Sam Bowles came grinning and bobbing to meet Cumbrae. ‘The ship is yours, your grace.’
‘Well done, Mr Bowles.’ Cumbrae gave him such a hearty blow of commendation as to knock him almost off his feet. ‘There will be some hiding below decks. Winkle them out! Try to
take them alive. Put a boat in the water and drag those out also!’ He pointed at the few survivors still splashing and swimming towards the mangroves. ‘I am going down to
Llewellyn’s cabin to find the ship’s papers. Call me when you have all the prisoners trussed up in the waist of the ship.’
He kicked open the locked door to Llewellyn’s cabin, and paused to survey the interior. It was beautifully appointed, the furniture carved and polished and the drapery of fine velvet.
In the writing desk he found the keys to the iron strong-box that was bolted to the deck below the comfortable bunk. As soon as he opened it he recognized the purse he had given Llewellyn.
‘I am much obliged to you, Christopher. You’ll not be needing this where you’re going,’ he murmured as he slipped it into his pocket. Under it was a second purse, which he
carried to the desk. He spilled the golden coins out onto the tabletop. ‘Two hundred and sixteen pounds five shillings and twopence,’ he counted. ‘This will be the money for the
running of the ship. Very parsimonious, but I am grateful for any contribution.’
Then his eyes lit on a small wooden chest in the bottom of the box. He lifted it out and inspected the name carved into the lid. ‘The Hon. Vincent Winterton’. The chest was locked
but it yielded readily to the blade of his dirk. He smiled as he saw what it contained, and let a handful of coins run through his fingers. ‘No doubt the gambling losses of the good Colonel
Schreuder are in here but he need never be tempted to wager them again. I will take care of them for him.’
He poured a mug of French brandy from the captain’s stores and seated himself at the desk while he ran through the ship’s books and documents. The log-book would make interesting
reading at a later date. He set it aside. He glanced through a letter of partnership agreement with Lord Winterton who, it seemed, owned the
Golden Bough
. ‘No longer, your
lordship.’ He grinned. ‘I regret to inform you that she is all mine now.’
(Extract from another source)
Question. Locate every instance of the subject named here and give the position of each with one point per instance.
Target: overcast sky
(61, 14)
The cargo manifest was disappointing. The
Golden Bough
was carrying mostly cheap trade goods, knives and axes, cloth, beads and copper rings. However, there were also five hundred muskets
and a goodly store of black-powder in her holds.
‘Och! So you were going to do a spot of gun smuggling. Shame on you, my dear Christopher.’ He tutted disapprovingly. ‘I’ll have to find something better to fill her holds
on the return voyage,’ he promised himself, and took a pull at the brandy.